I just completed a Creative Writing course this Spring of 2020 at the College of Southern Nevada.
Now, I only know the intimate details of my own trials and tribulations, not those of others. However, I noted that many of us seem to want to write about what happened with our families growing up in order to come to grips with the lies and mistreatment we feel we suffered. This leads me to my philosophical question of the day:
Are we writers because our families forced us to escape them by using our imaginations? Are all writers “damaged” in some way or (in my case) in many ways?

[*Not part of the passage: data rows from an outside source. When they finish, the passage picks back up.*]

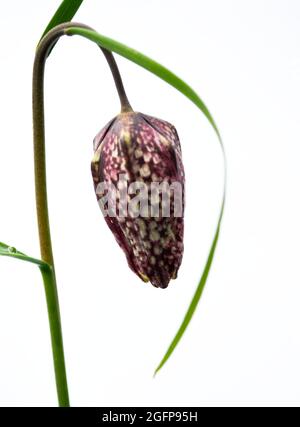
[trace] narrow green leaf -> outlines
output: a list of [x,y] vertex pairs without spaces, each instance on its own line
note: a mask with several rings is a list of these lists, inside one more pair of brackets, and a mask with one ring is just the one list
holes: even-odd
[[223,211],[224,211],[224,203],[225,203],[225,198],[223,200],[223,204],[222,204],[222,209],[221,209],[221,214],[219,217],[219,222],[218,222],[218,227],[217,227],[217,231],[212,243],[212,246],[210,248],[209,251],[209,255],[208,255],[208,259],[206,261],[205,267],[204,267],[204,271],[202,273],[202,277],[199,281],[199,284],[197,286],[196,292],[192,298],[192,301],[189,305],[189,308],[186,312],[186,315],[184,316],[184,319],[180,325],[180,328],[178,329],[175,337],[173,338],[173,341],[171,342],[166,354],[164,355],[163,359],[161,360],[160,364],[158,365],[158,367],[155,369],[154,375],[157,374],[157,372],[164,366],[164,364],[166,363],[166,361],[169,359],[169,357],[171,356],[171,354],[173,353],[175,347],[177,346],[178,342],[180,341],[181,337],[183,336],[186,328],[188,327],[195,311],[196,308],[198,306],[198,303],[200,301],[200,298],[202,296],[206,281],[207,281],[207,277],[211,268],[211,264],[214,258],[214,254],[215,254],[215,250],[216,250],[216,246],[218,243],[218,239],[219,239],[219,234],[220,234],[220,226],[221,226],[221,222],[222,222],[222,218],[223,218]]
[[52,30],[52,28],[56,27],[57,25],[63,24],[64,22],[71,21],[82,3],[83,0],[63,0],[63,2],[53,15],[53,18],[47,25],[45,31],[43,32],[41,39],[50,30]]
[[51,268],[46,262],[41,261],[36,258],[29,257],[22,252],[18,251],[13,246],[8,246],[5,243],[0,242],[0,256],[7,256],[11,258],[20,259],[21,261],[31,262],[32,264],[36,264],[41,268],[48,269]]
[[224,179],[224,195],[223,195],[221,211],[219,214],[217,230],[216,230],[216,233],[214,235],[214,239],[213,239],[210,251],[209,251],[209,256],[208,256],[208,259],[206,261],[206,264],[205,264],[201,279],[199,281],[199,284],[197,286],[196,292],[192,298],[192,301],[189,305],[189,308],[186,312],[186,315],[185,315],[185,317],[181,323],[181,326],[178,329],[178,332],[176,333],[176,335],[175,335],[173,341],[171,342],[166,354],[164,355],[163,359],[161,360],[161,362],[159,363],[158,367],[155,370],[155,374],[156,374],[163,367],[163,365],[166,363],[166,361],[169,359],[169,357],[173,353],[174,349],[176,348],[177,344],[179,343],[181,337],[183,336],[186,328],[188,327],[188,325],[189,325],[189,323],[193,317],[193,314],[195,313],[197,305],[200,301],[200,298],[201,298],[201,295],[203,293],[203,289],[205,287],[205,284],[206,284],[206,281],[207,281],[207,278],[208,278],[208,275],[210,272],[210,268],[211,268],[211,265],[213,262],[216,246],[218,243],[220,227],[221,227],[221,223],[222,223],[222,219],[223,219],[224,206],[225,206],[226,157],[225,157],[224,146],[223,146],[222,139],[220,136],[220,132],[217,128],[217,125],[216,125],[212,115],[210,114],[208,108],[206,107],[206,105],[202,101],[202,99],[197,95],[197,93],[189,85],[187,85],[182,79],[177,77],[174,73],[169,71],[166,67],[164,67],[163,65],[154,61],[153,59],[143,55],[142,53],[140,53],[134,49],[131,49],[131,48],[125,46],[124,44],[119,43],[115,40],[112,40],[108,37],[102,36],[101,34],[98,34],[94,31],[85,30],[85,29],[81,29],[81,28],[68,28],[66,30],[66,34],[68,34],[68,35],[76,35],[77,34],[77,35],[86,37],[87,39],[97,43],[101,47],[104,47],[108,50],[111,50],[111,51],[123,56],[124,58],[127,58],[130,61],[140,65],[141,67],[145,68],[146,70],[148,70],[151,73],[155,74],[156,76],[160,77],[165,82],[169,83],[171,86],[173,86],[175,89],[177,89],[183,95],[185,95],[190,101],[192,101],[202,111],[202,113],[205,115],[205,117],[208,119],[208,121],[210,122],[210,124],[214,128],[214,130],[218,136],[219,142],[221,144],[222,153],[224,156],[225,179]]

I’ve often thought that without the need to marry in order to get out of the house as soon as I could, I might never have had the opportunity to live in Europe. I might never have learned to speak French and German or have been exposed to haute cuisine. I might never have sung in the opera houses of Europe, or felt the need to go to Culinary Arts school. If I had never been to The Louvre in Paris or the Pergamon in East Berlin, would I have fallen in love with sculpture?
Who would Glenda be today if she hadn’t been brought up in a strictly religious household, not allowed to date and been beaten regularly? If she hadn’t needed to escape, would she have led as mundane a life as some of her classmates? Hmmm. I wonder.
Oh. And yesterday I got another rather impersonal rejection notice for a short, short story I considered one of my best pieces of work. Now you understand why I keep taking classes.